The proximate cause of his complaint is the campaign by Jews, secularists, and Jewish secularists to get people to say "Happy Holidays" instead of "Merry Christmas."
Indeed, a similar dispute roiled South Africa following the passage of 1974's Afrikaans Medium Decree, which forced all schools to educate high-school students in the Afrikaans dialect, to the exclusion of native African tongues. Thus, rather than saying "Merry Christmas" in Bantu, black South African students had to say it in Afrikaans.
The analogy is rather better than even Wooden himself seems to realize. Apartheid already was the bullying of South Africa's black majority by the white minority.
The more you think about it, the closer the comparison seems to fit. Take the legal system. Christians, as we know, are marginalized in the American judiciary. Only seven of the nine Supreme Court justices are nominal Christians, and of the seven, just two -- Antonin Scalia and Clarence Thomas -- regularly approve of efforts to codify theological norms as legal ones. More shockingly, from the appointment of Louis Brandeis to the Supreme Court in 1916 through the resignation of Abe Fortas in 1969, there has been consistently one Jewish justice -- though Jews never even approached one-ninth of the U.S. population. After things were briefly restored to the proper all-Christian lineup during the Nixon, Ford, Carter, Reagan, and Bush Senior years, Bill Clinton appointed two non-Christian justices, Steven Breyer and Ruth Bader Ginsburg.
More recently, the judicial system has further marginalized Christian belief by deeming it unconstitutional to place a replica of the Ten Commandments in an Alabama courthouse. This despite the fact that these Ten Commandments are not merely the basis of Christian (and, to be fair, Jewish) morality but also the foundation of our legal system. From where else could we have derived such legal principles as the prohibition on murder, the mandatory honoring of thy father and thy mother, and the well-known prohibition on coveting thy neighbor's wife (or his house, maidservant, manservant, ox, or ass)?
Black South Africans were similarly marginalized -- ineligible to serve as police, prosecutors, judges, or jurors, leading naturally to a discriminatory impact in the application of even racially neutral laws. In fact, blacks were not even allowed to vote, which is in many ways similar to how conservative Christian candidates for office in America often lose elections (though they do happen to control the presidency and both houses of Congress at the moment).
Of course, a few brave souls dare speak up against this anti-majoritarian repression. In South Africa, opposition to apartheid was led by both religious figures like Desmond Tutu and secular ones like Nelson Mandela. Similarly, Christian interests here in the United States are defended not only by clergymen like Pastor Wooden, but also by lay leaders like the Catholic League's William Donohue, who recently explained that Hollywood is "controlled by secular Jews who hate Christianity in general and Catholicism in particular."

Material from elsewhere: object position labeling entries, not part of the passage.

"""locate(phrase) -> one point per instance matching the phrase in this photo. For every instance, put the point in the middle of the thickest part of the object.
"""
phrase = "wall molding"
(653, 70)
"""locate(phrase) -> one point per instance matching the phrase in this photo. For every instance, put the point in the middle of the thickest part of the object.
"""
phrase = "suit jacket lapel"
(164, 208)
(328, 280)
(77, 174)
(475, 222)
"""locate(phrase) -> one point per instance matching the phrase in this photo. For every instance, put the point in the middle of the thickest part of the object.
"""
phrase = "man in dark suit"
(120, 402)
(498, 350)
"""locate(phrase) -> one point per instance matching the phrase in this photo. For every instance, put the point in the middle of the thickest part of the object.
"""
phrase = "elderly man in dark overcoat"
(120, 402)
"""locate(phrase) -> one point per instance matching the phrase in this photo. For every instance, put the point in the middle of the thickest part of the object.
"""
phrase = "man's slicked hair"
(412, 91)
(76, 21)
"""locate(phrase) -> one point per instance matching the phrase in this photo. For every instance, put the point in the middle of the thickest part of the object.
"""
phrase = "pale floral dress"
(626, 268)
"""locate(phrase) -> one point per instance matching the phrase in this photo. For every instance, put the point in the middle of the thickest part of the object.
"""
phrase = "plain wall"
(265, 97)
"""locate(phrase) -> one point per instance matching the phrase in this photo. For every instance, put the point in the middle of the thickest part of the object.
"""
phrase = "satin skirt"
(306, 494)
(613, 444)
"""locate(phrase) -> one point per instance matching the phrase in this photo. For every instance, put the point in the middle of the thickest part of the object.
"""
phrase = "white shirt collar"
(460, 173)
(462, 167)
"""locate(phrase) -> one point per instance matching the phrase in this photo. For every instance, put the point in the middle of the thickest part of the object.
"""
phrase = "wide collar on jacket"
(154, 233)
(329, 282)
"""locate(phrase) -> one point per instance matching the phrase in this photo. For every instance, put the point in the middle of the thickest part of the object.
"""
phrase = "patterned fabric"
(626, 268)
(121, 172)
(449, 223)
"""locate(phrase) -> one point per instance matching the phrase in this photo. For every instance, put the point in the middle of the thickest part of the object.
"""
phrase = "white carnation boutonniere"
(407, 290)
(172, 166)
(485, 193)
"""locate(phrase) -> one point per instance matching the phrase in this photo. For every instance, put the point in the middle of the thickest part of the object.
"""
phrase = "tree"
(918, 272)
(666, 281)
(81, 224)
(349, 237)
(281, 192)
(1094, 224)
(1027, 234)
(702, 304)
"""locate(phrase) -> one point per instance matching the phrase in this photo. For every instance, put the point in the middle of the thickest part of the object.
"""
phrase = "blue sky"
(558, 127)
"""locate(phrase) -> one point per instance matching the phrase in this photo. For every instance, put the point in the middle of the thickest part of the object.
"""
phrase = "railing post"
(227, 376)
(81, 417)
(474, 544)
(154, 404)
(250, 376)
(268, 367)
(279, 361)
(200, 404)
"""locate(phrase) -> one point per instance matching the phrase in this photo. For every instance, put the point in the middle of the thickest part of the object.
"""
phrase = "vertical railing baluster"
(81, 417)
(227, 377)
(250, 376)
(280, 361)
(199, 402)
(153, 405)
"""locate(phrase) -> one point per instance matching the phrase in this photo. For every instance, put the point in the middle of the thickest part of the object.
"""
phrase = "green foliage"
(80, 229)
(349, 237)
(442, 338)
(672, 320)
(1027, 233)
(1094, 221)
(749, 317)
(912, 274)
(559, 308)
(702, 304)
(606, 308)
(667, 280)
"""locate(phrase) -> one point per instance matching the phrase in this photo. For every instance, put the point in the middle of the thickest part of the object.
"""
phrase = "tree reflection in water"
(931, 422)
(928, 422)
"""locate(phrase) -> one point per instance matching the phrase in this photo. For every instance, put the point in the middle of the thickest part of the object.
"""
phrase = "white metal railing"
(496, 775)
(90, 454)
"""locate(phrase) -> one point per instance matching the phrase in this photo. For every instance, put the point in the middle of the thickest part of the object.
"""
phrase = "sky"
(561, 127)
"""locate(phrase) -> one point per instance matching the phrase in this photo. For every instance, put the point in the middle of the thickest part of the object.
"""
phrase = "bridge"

My father, though he doesn't control Hollywood personally, is a secular Jew who's been known to work in the film industry, and he's often discussed with me the way he has managed to insert anti-Christian themes into his work. For example, in one of his films, Fearless, the non-Jewish Jeff Bridges was forced to portray a character named Max Klein with a son named Jonah. The similarities between such de-Christianification of the cinema and the comprehensive censorship laws enacted by the South African government in 1974 in order to prevent the news media from covering protests by anti-apartheid groups should be clear.
It is also well-known that many Jewish South Africans took the lead in campaigning against apartheid, though the country's Jewish community was a beneficiary of apartheid discrimination and the South African government often found itself aligned with Israel on international issues. Similarly, here in the United States, a few brave Jews like Washington Post columnist Charles Krauthammer have spoken out against the "absurd" and "relentless" campaign by "deracinated" Jews to "de-Christianize Christmas." Krauthammer, however, takes a soft line against these misguided souls, advocating "pity" rather than anger as the appropriate response.
This can hardly be judged sufficient. What should one feel besides anger when faced with an injustice as grave as America's systematic repression of Christians? Some liberal elites seem to feel that this is a laughing matter. But all it takes for evil to triumph is for good people to do nothing, and all people -- whether Christian or otherwise -- have a duty to fight against what Bill O'Reilly has aptly termed an "anti-Christmas jihad."
Matthew Yglesias is a Prospect staff writer.